Spodziewałem się po tym filmie o wiele więcej niż mi on oferował.
Może jednak zacznę od plusów: dobre zdjęcia, uwypuklające gorączkę na pustyni, "kowadło słońca" itd. Też czasami dobre dialogi!.. ale to tylko kropla w morzu potrzeb. Trochę przewidywalny. Momentami durny np. końcówka ("zostanę w Armii bo fajnie jest zabijać" - ale przesłanie, no co za debilizm), końcówka wszystko popsuła doszczętnie. Czasami nudny jak flaki z olejem. Aktorstwo w większości razi sztucznością. Jednym słowem nie mam zamiaru wracać już do tego filmu... wymęczyłem się i tyle (i tak oglądałem go na raty).
Też akcja była tak "robiona" schematycznie jak to w starszych filmach - to też mnie raziło (wiecie coś w rodzaju "Tylko dla orłów" i "Działa Nawarony" - ten styl....
Jednym słowem duże rozczarowanie.
"Też akcja była tak "robiona" schematycznie jak to w starszych filmach - to też mnie raziło (wiecie coś w rodzaju "Tylko dla orłów" i "Działa Nawarony" - ten styl...."
Obawiam się, że nie wiem. Możesz wytłumaczyć?

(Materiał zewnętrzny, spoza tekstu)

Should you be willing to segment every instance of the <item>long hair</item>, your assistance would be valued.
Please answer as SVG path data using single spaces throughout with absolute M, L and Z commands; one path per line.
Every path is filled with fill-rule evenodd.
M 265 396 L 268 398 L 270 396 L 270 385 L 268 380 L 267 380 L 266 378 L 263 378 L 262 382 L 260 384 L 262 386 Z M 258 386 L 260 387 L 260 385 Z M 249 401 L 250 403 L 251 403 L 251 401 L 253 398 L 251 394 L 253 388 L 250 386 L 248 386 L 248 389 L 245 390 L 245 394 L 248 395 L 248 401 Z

Tu nie ma nic do tłumaczenia.
Jedni wole stare klasyczne kino w których jest najwązniejszy
jest scenariusz, atorstwo , gdzie jest wiele dłuzyzn tworzących klimat
a efekty tworzone były metodami zwykłymi.
A inni wola nowsze kino , szybszą akcję i nowoczesne sztuczne efekty komputerowe. Ja osobiście wole zdecydowanie 1 opcję.

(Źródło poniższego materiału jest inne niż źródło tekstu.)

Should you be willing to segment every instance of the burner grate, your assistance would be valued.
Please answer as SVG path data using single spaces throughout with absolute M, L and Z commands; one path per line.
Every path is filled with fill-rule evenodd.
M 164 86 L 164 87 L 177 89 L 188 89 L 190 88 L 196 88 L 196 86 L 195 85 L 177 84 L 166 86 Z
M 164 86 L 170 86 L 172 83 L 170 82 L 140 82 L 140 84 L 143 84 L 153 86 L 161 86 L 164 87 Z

Nie prawda: ja lubię stare kino, wystarczy zobaczyć w moim ulubionych jest sporo pozycji np. dwunastu gniewnych ludzi, tramwaj zwany pożądaniem itd. tam nie ma szybkiej akcji ale jest świetne aktorstwo i rewelacyjny scenariusz.
Co do "schematyczności"... i do porównania stylu do filmu "tylko dla orłów" - nie wiem czy to widziałeś, ale tam jest robiona taka "akcja na siłę" aby dużo się działo, aby widzowi ciągle dostarczać wrażeń KOSZTEM REALIZMU, tutaj podobnie choć nie identycznie, bo są te dłużyzny, te piaski pustyni itd. to nie było takie złe, bo dawało klimat, nawet to napisałem w moim pierwszym poście, tutaj chodzi mi o to że w tym filmie NIE MA POLOTU CO DO FORMY, jest tak schematyczna jak scenariusz.
nudny , zachowawczy i mdły, jak dla mnie jedna z największych pomyłek Oscarowych.